Warning: Choking danger – may contain small pieces of Physics.
I think most people have difficulty visualising any world with more than three dimensions. I’ve always struggled to think about 1-D.
A football has three dimensions. You can kick it somewhere else, a short time later. A flat piece of paper has two dimensions and a straight line has one, I was told. “Later”, “flat” and “straight” are clearly references to particular ‘higher’ dimensions. Draw a straight line on a flat piece of paper and roll it up then throw it and I have a line in four dimensional space-time. ‘Lower’ dimensions refer to, perhaps are defined by, constraints in ‘higher’ dimensions. As we are not yet capable of switching off time, I’m not convinced the human mind has the necessary hardware to experience one dimension.
I’ve always known intuitively that 1-D was very difficult to isolate. A line is the path an imaginary point might take over time if it was banned from the second and third dimensions, or indeed if we just ignored any movement through those two dimensions. If the line on the piece of paper had instead been an optic fibre on a roll, the light passing down it could still be considered to be in our conventional understanding of one dimension (plus time.) The only way it is possible to observe 1-D would be as a point at a moment in time, though it would have to be an infinitely small light source.
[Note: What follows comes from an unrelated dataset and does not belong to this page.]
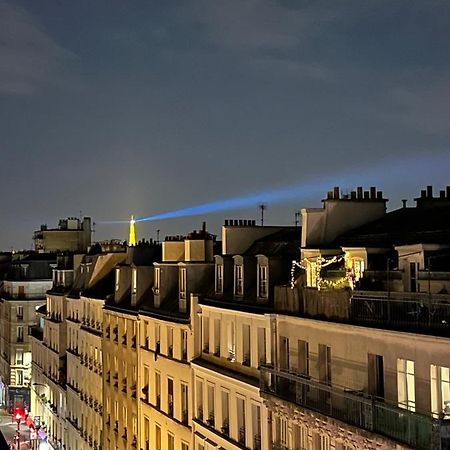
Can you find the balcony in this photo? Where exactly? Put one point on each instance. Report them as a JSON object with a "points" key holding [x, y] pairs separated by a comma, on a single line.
{"points": [[411, 311], [408, 427]]}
We can imagine a set of such points at exactly the same moment in time. Such a line could never be observed by a human. I’d normally blame Heisenberg but I think the ‘infinitely small in all but 1 dimension’ thing has given him a lucky break this time.
I returned to this subject after reading James Gleick’s description in his book ‘The Information’ of Richard Dawkins’ thoughts in ‘The Selfish Gene’ that although we are all familiar with the 3-D double-helix structure of DNA, the information it contains is effectively a bit-stream, like the light in our fibre. If we watch a single firefly, flashing against a jet black night, we are observing the output of the one-upon-a-time dimension. That may be as close as we can get.
1-D is hard for the same reason as 5-D; we have never seen it. We now have the technical capability to construct virtual worlds in more than 3(+Time) Dimensions but we humans don’t have the sensory input equipment necessary to observe them all at once. We may need to take our brains to another dimension, as predicted by ‘The Prodigy’, and Max Romeo before them.
It is left as an exercise for the reader to estimate the size of a bit.
I THINK bits have width “tends to zero”, or ‘as small as a thing can be and still be observed’. But I’m not sure.
If you can have 2 dimensions in a 3D universe, it seems incongruous that you can’t have 1 dimension on a 2D sheet of paper. Is 2D fake too, because you can’t make a perfectly flat surface out of atoms?
So 3D is fake because we can’t freeze time? What IS time?